Get faster computations

Importing results

Some steps in Qumin are particularly long, for instance pattern computations. Such computations often make it possible to save results in files and import these results the next time. This is the case for pattern computations and predictability measures (see below).

Warning

Patterns and entropies computed with Qumin 2.0 are not importable in Qumin 3.0 due to a breaking change in the output format. When importing computation results, Qumin 3.0 now expects a path to the metadata.json file, which contains relative paths to the output files.

Pattern computations

Patterns are used in many scripts (predictability, lattice, etc). If no patterns are provided, they are always recomputed. If you run multiple scripts on the same data, you can compute patterns once and pass the result to other scripts.

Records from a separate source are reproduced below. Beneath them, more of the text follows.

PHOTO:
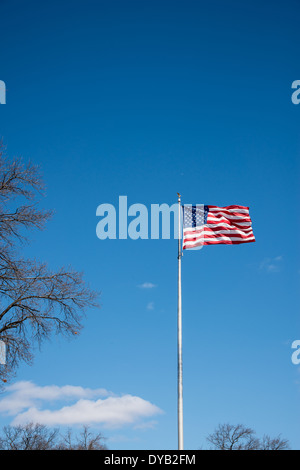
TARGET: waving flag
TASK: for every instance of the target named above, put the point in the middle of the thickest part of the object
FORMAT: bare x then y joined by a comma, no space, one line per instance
210,225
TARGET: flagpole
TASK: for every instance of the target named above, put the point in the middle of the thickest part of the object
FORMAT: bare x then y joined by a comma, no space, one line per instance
179,333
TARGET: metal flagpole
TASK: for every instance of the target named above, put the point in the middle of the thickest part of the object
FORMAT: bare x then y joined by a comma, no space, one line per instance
179,332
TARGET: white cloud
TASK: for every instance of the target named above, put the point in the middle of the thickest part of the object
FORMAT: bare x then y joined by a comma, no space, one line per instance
147,285
25,402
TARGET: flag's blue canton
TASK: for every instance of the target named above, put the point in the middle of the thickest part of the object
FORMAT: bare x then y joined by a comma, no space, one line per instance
194,216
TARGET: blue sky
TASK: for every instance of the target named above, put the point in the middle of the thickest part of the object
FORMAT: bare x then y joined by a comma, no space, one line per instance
145,99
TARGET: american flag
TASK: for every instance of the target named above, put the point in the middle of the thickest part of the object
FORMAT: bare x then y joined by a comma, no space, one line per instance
210,225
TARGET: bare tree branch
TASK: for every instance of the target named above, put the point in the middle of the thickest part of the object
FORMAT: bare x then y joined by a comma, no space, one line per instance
35,302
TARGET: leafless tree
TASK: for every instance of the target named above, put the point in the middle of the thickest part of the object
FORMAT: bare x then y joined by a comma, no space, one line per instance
28,437
35,436
34,300
239,437
85,441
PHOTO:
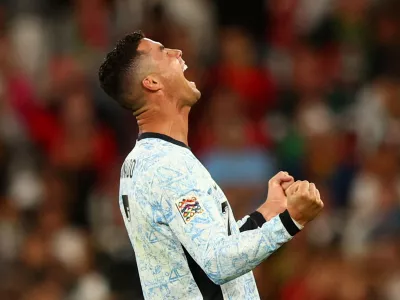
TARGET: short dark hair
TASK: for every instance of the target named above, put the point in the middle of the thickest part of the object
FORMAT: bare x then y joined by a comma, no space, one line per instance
116,66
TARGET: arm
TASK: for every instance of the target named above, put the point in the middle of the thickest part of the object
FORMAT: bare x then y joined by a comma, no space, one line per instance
204,235
276,204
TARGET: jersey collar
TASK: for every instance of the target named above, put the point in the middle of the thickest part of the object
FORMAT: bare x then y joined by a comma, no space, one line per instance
155,135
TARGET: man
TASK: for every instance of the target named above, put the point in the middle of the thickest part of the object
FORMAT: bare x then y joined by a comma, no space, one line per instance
186,241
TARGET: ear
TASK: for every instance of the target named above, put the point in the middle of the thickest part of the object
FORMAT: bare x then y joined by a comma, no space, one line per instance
152,83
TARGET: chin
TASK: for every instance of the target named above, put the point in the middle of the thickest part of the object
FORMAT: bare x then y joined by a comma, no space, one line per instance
195,93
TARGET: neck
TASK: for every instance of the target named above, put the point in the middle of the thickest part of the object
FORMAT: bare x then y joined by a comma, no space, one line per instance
173,123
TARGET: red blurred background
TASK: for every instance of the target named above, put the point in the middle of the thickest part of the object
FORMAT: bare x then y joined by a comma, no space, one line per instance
309,87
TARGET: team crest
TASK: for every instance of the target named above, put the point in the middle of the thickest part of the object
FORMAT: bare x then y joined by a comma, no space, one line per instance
189,208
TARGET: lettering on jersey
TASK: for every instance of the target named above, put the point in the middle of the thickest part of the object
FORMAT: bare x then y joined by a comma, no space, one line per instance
125,202
128,168
189,208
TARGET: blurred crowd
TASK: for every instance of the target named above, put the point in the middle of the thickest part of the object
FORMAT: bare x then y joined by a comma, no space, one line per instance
309,87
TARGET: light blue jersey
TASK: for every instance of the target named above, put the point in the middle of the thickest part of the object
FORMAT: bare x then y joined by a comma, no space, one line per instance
186,240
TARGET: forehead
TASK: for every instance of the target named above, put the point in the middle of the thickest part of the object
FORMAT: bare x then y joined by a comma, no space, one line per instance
147,45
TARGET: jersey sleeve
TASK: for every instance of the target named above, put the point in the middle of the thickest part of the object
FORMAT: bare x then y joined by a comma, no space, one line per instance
197,221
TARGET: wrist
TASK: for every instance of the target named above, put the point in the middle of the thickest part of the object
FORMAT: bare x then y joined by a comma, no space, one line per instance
270,211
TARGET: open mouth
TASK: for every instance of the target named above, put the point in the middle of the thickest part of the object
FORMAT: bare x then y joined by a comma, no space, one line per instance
183,65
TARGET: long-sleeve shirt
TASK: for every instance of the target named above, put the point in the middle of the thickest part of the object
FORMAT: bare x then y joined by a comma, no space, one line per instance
186,241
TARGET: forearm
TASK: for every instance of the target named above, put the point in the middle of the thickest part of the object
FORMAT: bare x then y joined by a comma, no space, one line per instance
229,257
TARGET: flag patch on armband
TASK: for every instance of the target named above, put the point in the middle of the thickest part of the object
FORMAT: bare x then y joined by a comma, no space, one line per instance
189,208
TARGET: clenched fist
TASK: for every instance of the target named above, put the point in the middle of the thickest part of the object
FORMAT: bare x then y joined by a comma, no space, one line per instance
276,201
303,201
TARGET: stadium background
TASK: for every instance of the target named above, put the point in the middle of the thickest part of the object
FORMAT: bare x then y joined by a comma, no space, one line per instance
310,87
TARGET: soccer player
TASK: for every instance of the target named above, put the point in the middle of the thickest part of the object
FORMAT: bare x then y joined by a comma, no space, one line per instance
186,240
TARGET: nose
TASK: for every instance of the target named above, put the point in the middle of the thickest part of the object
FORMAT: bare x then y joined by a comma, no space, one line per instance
176,53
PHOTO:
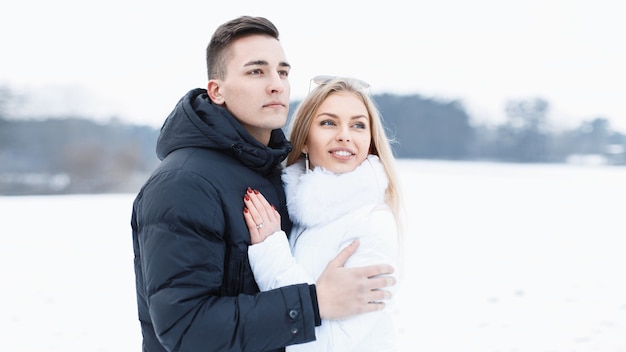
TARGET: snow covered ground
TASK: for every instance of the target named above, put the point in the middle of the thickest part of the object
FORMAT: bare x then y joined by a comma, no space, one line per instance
499,258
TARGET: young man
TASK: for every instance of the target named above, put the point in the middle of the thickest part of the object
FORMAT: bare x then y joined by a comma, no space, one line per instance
195,288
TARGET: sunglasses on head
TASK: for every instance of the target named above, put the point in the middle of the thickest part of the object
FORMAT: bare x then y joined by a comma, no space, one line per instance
325,79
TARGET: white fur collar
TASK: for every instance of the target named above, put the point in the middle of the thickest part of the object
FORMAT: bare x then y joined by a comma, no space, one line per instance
321,196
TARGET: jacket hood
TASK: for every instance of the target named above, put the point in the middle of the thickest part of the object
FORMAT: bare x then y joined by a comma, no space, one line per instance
320,196
197,122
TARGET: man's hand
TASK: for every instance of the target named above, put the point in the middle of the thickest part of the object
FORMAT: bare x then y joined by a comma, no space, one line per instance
345,292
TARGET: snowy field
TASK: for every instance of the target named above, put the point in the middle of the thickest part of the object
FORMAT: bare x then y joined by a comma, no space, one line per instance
501,258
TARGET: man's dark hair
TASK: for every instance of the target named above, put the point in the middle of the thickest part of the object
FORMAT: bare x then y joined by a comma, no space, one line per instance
217,50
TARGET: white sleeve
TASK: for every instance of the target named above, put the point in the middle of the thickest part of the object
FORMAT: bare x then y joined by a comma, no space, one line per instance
379,244
273,265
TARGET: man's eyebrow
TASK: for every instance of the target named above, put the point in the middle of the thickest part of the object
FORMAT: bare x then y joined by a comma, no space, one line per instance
257,63
265,63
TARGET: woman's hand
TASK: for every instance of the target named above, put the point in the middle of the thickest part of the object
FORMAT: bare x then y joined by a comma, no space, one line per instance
261,217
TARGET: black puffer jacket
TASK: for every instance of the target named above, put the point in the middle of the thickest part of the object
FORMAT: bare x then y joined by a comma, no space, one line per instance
195,288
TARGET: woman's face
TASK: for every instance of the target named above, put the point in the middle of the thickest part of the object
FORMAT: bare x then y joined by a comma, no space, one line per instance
340,134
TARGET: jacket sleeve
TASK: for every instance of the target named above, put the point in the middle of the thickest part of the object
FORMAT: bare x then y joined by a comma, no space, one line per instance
182,259
379,244
274,266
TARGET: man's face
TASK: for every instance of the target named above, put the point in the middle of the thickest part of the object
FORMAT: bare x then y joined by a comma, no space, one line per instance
256,87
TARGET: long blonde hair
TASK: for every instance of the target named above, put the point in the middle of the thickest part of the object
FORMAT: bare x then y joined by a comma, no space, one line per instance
380,144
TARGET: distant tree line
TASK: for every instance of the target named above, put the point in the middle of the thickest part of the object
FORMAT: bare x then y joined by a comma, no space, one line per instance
80,155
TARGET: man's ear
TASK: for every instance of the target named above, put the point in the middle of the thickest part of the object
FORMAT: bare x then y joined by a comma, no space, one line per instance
214,93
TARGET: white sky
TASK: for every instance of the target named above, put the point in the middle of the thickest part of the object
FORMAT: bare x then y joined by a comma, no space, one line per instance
135,59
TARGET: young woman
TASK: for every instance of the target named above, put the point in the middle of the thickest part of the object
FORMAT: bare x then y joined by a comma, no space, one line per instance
341,186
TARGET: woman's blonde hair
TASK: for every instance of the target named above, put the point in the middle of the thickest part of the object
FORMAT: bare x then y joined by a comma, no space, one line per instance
380,144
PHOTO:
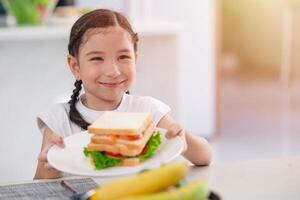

qumin action=<lattice/pred/...> data=<mydata.package.json> patterns=<path/metadata.json>

In addition, predictability computations identify which patterns can be applied to each form. This step is also costly: if you run several predictability computations with different settings on the same patterns, it is worth exporting the applicable patterns:

qumin action=pred data=<mydata.package.json> patterns=<mypatterns/metadata.json> exportApplicable=True

To speed up the next predictability computation, pass the result of this last run with patterns=<path to pred results/metadata.json>. The results from the previous computation encapsulate both regular patterns and applicable patterns:

qumin action=pred data=<mydata.package.json> patterns=<pred/metadata.json>

Predictability measures

Computing entropies with n predictors, can be slow. If you already computed entropies with n-1 predictors, passing them to Qumín can significantly reduce the computation time.

qumin action=pred data=<mydata.package.json> pred.n=[2] pred.importResults=<pred-n-1/metadata.json>

Multiprocessing

Since version 3.0.0, Qumín handles multiprocessing for different time-consuming computations in datasets with a large number of cells. The basic unit for multiprocessing is the pair of cells: without multiprocessing, each pair is handled sequentially, whereas multiprocessing allows for parallel computations.

Tip

Let us consider as a time unit the time required to perform a computation on one pair of cells.

  • If a dataset contains 10 cells, there are (10 * 11 / 2) = 55 pairs of cells (55 time units). If the computer has 10 available threads, the computation time is reduced by approximately 50 time units (55 * 9 / 10) to 5 time units.

  • If a dataset contains 50 cells, there are (50 * 51 / 2) = 1275 pairs of cells. If the computer has 10 available threads, the computation time is reduced by approximately 1148 time units (1275 * 9 / 10) to 127 time units.

This operation is especially beneficial with datasets containing a lot of cells.

Multiprocessing is available for the following steps:

  • Pattern inference (action=pattern)

  • Applicable patterns computation (action=pred)

Sampling

Qumin automatically identifies syncretic cells that can be merged together. However, it also happens that several cells, without being strictly identical, are entirely interpredictable. In addition, you might not be interested in computing results on your whole dataset. In such cases, it is recommended to sample your dataset based on the name of the cells using the provided keywords. For this, see Use a data subset.